The threat to Microsoft was the combination of Netscape, Java, and AOL, which were enough of an application platform to make the underlying operating system irrelevant, plus a distribution system that had people willing to feed dubious coasters into their home computers and a popular enough email system to compete with MSMail/Outlook. If the market got committed to that platform, and to compatibility with those standards, then it wouldn't matter if the underlying OS got replaced by Linux or Solaris or whatever.
By giving the public IE, and making sure that it wasn't quite compatible with Netscape and taking advantage of its proprietary or non-standard features, Microsoft was able to take over enough of the browser market that Netscape/Java/AOL couldn't displace them.
Re:Reports of IE9's death greatly exaggerated. (Score:5, Informative)
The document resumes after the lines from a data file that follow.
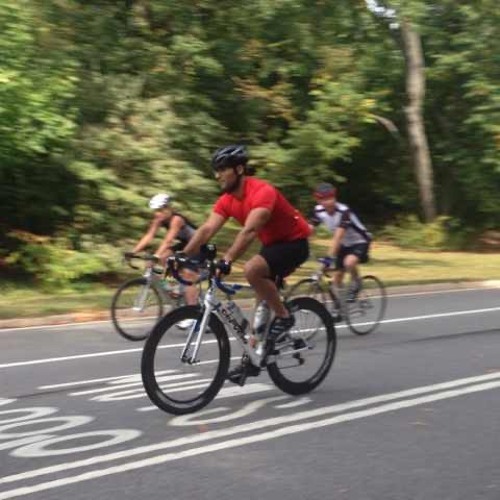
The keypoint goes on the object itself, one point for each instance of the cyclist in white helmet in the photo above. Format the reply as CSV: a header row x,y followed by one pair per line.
x,y
179,232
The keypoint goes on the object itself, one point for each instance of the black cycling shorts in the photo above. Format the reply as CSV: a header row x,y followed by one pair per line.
x,y
360,250
283,258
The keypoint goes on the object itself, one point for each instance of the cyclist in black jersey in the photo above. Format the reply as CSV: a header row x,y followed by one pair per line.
x,y
351,241
179,232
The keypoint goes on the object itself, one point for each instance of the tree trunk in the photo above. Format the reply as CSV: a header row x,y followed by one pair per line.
x,y
419,147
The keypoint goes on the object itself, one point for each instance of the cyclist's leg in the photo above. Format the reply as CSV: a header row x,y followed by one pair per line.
x,y
277,260
261,272
281,259
355,255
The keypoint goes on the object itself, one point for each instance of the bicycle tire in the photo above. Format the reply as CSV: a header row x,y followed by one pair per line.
x,y
372,294
125,325
279,374
310,287
166,397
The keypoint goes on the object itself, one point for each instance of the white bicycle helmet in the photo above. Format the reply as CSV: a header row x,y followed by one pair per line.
x,y
160,200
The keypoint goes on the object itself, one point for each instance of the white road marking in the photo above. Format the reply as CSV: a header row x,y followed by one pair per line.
x,y
258,425
239,441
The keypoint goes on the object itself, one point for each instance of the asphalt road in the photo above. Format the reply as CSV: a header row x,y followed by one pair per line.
x,y
408,412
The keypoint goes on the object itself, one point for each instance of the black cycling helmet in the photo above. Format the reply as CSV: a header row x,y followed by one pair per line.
x,y
324,191
229,156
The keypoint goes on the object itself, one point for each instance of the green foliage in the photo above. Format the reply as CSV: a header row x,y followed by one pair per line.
x,y
51,263
103,104
444,233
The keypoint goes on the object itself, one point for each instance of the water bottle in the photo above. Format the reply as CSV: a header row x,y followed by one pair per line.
x,y
260,319
233,314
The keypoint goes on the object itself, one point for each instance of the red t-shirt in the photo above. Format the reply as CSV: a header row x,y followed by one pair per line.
x,y
286,222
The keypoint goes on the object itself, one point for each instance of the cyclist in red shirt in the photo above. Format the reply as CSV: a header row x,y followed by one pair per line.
x,y
265,214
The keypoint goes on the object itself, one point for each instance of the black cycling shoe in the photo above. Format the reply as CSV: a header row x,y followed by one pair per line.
x,y
279,327
238,375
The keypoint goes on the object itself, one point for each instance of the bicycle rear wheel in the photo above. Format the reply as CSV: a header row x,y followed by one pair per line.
x,y
310,287
174,384
135,308
365,313
304,359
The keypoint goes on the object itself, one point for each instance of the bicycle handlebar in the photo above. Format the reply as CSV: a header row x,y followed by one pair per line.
x,y
229,289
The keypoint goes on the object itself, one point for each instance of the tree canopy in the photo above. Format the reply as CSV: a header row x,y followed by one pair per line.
x,y
106,102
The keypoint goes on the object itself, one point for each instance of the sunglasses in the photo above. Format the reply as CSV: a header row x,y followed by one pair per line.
x,y
221,168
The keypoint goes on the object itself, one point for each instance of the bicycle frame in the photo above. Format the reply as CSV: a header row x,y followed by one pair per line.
x,y
212,304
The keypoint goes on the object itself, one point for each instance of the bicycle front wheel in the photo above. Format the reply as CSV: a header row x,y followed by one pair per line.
x,y
135,309
366,312
302,361
173,382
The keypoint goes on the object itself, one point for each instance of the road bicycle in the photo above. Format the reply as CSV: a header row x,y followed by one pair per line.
x,y
362,312
183,373
140,302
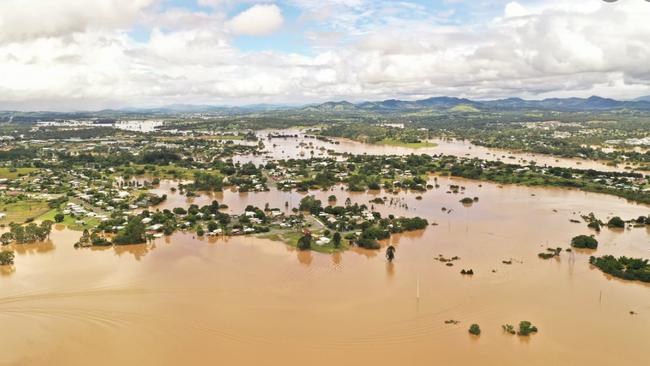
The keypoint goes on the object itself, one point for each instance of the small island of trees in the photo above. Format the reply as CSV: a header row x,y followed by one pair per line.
x,y
633,269
584,242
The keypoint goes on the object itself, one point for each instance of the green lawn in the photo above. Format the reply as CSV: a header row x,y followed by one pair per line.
x,y
8,173
291,238
69,221
464,108
164,172
20,211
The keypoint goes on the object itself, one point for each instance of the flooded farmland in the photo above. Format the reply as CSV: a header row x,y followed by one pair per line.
x,y
245,300
302,146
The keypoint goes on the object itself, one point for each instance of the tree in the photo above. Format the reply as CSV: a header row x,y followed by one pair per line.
x,y
6,238
336,239
584,241
133,233
390,253
526,328
6,258
304,243
616,222
475,329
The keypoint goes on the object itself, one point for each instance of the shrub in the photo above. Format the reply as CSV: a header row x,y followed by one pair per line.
x,y
475,329
584,241
616,222
526,328
6,258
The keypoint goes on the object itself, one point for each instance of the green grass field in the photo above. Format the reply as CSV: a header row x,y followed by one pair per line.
x,y
20,211
70,222
8,173
291,238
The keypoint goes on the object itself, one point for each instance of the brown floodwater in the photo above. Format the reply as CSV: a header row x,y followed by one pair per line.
x,y
303,147
249,301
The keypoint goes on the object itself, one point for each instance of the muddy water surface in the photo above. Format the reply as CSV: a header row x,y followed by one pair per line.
x,y
304,147
248,301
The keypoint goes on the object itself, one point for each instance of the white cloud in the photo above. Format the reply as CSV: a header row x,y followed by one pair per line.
x,y
25,19
90,61
258,20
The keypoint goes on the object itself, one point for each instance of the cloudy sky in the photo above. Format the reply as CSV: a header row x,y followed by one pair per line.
x,y
92,54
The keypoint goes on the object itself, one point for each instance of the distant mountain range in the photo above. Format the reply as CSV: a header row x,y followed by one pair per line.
x,y
462,104
450,104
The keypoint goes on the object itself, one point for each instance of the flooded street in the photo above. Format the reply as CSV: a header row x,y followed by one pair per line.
x,y
249,301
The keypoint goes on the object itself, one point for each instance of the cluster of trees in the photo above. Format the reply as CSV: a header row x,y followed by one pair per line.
x,y
92,239
134,232
584,242
526,328
6,257
204,181
623,267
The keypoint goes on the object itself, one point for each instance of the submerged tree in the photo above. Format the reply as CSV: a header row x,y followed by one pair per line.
x,y
390,253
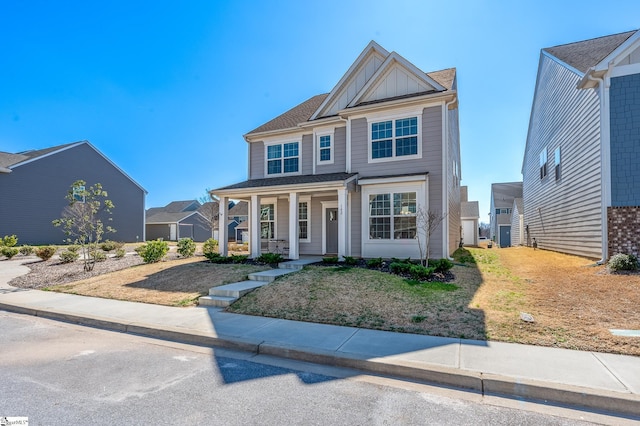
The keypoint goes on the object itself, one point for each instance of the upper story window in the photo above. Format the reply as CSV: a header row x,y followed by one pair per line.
x,y
543,163
283,158
556,155
396,138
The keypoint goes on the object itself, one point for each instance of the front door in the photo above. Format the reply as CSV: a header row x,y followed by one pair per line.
x,y
332,230
505,236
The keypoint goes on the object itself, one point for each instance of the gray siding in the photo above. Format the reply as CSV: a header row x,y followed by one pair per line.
x,y
564,215
256,160
339,153
625,133
33,195
453,183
Apparently you didn't look hard enough.
From the article:
"IE is now a 39.53% in Europe and Firefox at 38.65%."
Unless you're using some new fangled kind of math, that's not double.
Is it worth saving? (Score:2, Insightful)
Seemingly not!
IE-only websites (Score:3, Interesting)
And yet just last week, a friend told me he couldn't make a filing with the Georgia Department of Revenue because "his browser was insecure." Nevermind that he was using the latest version of Safari, which is likely more secure than any version of IE.
What they actually meant was "we are too lazy to program for anything but IE... but that's OK, because 99% of the world uses IE... right?"
Re:IE-only websites (Score:5, Interesting)
And yet just last week, a friend told me he couldn't make a filing with the Georgia Department of Revenue because "his browser was insecure." Nevermind that he was using the latest version of Safari, which is likely more secure than any version of IE.
What they actually meant was "we are too lazy to program for anything but IE... but that's OK, because 99% of the world uses IE... right?"
Now that's interesting because they are making a positive claim about browser security. They are not merely saying "at this time we only support Internet Explorer," which would be completely different.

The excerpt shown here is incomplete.